Тогда аббат улыбнулся и, подняв голову, заговорил о жаркой погоде.
Но в этот именно день, так как Жильберту было позволено покинуть комнату, он решился потребовать объяснения. Был ещё час до полудневной трапезы, когда аббат пришёл прогуляться на галерею, окружавшую монастырский сад. За ним следовали на почтительном расстоянии два монаха, шедшие рядом, опустив глаза и спрятав руки в свои рукава; их висевшие верёвочные пояса ритмично раскачивались, пока они шли. Когда они приблизились к Жильберту, брат-больничный встал и спрятал свои руки в серые шерстяные рукава.
Жильберт открыл глаза при шуме шагов аббата и сделал движение, как бы желая встать, чтобы приветствовать величественного священнослужителя, часто посещавшего юношу в его комнате. Жильберт чувствовал к нему симпатию, естественную между людьми его расы и его воспитания, так как Ламберт, аббат Ширинга, был членом большого нормандского дома Клера, принадлежавшего к партии короля Стефана, участвовавшей в гражданской войне, что не мешало аристократу-аббату говорить с мягкой иронией, а иногда с горьким сарказмом о суетности притязаний Стефана.
Он положил свою руку на рукав Жильберта, чтобы заставить его оставаться неподвижным, и занял место возле него на скамье. По его знаку монахи удалились; они ушли на противоположную сторону галереи, где уселись в молчании. Аббат, человек деликатного сложения, с мужественными нормандскими чертами лица, с выцветшей бородой, когда-то белокурой, и с очень блестящими голубыми глазами, положил с доброжелательностью одну из своих прекрасных рук на руку Жильберта.
– Вы спасены, – сказал он со счастливым видом. – Мы исполнили нашу роль; молодость и солнце сделают остальное; теперь вы очень скоро станете сильным и через неделю потребуете у нас вашу лошадь. Её нашли возле вас, и о ней очень заботились.
– Так на будущей неделе я вернусь в Сток, чтобы увидеть мою мать? Но я думаю возвратиться сюда, чтобы жить среди вас, если вы меня примете.
Жильберт улыбнулся, произнеся последние слова, но лицо аббата оставалось сурово, и брови его нахмурились, как будто он затруднялся высказаться.
– Лучше остаться с нами сейчас же, – сказал он, подняв голову и отворачивая глаза.
Жильберт несколько секунд сидел неподвижно, как будто эти слова не произвели на него никакого впечатления; затем, дав себе отчёт, что они имеют особое значение, он слегка задрожал и повернул свои усталые глаза к аббату.
– Не ехать, чтобы повидаться с моей матерью?
Его голос выражал сильное удивление.
– Нет… не теперь, – ответил аббат, прижатый к стене прямотой вопроса.
Несмотря на свою слабость, Жильберт полуприподнялся со своего места и его похудевшие пальцы нервно схватили руку монаха.

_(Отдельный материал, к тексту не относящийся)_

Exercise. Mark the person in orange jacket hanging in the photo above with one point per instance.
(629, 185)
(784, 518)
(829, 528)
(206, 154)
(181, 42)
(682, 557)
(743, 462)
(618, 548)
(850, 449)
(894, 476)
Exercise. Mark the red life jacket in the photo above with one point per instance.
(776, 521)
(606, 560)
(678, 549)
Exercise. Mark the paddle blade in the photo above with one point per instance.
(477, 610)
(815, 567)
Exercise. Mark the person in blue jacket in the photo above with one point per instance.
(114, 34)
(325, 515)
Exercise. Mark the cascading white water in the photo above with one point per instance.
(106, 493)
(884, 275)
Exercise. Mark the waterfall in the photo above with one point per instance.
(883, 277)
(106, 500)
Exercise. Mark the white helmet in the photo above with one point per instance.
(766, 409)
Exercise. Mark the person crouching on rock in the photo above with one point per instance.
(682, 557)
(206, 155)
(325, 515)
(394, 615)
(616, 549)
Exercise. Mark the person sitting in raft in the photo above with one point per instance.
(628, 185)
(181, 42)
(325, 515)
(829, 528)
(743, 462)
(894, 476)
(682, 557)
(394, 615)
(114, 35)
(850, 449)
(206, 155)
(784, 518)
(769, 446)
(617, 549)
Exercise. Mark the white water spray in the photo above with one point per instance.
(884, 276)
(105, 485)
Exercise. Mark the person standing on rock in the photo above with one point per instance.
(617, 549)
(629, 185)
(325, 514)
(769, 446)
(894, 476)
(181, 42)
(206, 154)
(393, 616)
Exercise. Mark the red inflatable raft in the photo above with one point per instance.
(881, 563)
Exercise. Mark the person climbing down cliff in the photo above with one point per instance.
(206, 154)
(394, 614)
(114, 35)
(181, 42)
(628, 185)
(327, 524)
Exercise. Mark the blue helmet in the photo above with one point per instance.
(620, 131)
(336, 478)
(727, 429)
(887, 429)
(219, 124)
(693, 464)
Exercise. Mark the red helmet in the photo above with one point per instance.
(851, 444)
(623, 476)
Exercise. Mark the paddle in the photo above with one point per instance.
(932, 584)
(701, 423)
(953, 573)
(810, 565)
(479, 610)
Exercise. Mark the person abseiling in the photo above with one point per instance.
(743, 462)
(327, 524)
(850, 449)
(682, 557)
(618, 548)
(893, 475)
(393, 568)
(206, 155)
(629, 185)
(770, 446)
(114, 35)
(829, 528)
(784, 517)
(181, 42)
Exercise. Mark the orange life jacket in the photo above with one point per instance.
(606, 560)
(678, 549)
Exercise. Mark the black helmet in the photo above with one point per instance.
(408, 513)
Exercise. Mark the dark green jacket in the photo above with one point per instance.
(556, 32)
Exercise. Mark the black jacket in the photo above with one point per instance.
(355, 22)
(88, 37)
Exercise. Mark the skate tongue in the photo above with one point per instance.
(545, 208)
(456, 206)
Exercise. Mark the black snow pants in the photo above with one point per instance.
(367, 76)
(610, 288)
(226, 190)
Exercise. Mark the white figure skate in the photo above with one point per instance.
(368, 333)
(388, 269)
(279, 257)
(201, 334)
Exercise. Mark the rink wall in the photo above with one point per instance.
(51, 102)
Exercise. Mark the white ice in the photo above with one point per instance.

Он хотел говорить, но сильное волнение овладело им, как будто он не знал, какой задать первый вопрос, и прежде чем слова сложились на его губах, аббат сказал ему нежно, но авторитетно:
– Послушайте меня, сядьте спокойно возле и слушайте, что я скажу вам, так как теперь вы' мужчина, и лучше, чтобы вы узнали все немедленно и через меня, чем завтра или послезавтра жестокосердно и из бессердечной несвязной болтовни братьев.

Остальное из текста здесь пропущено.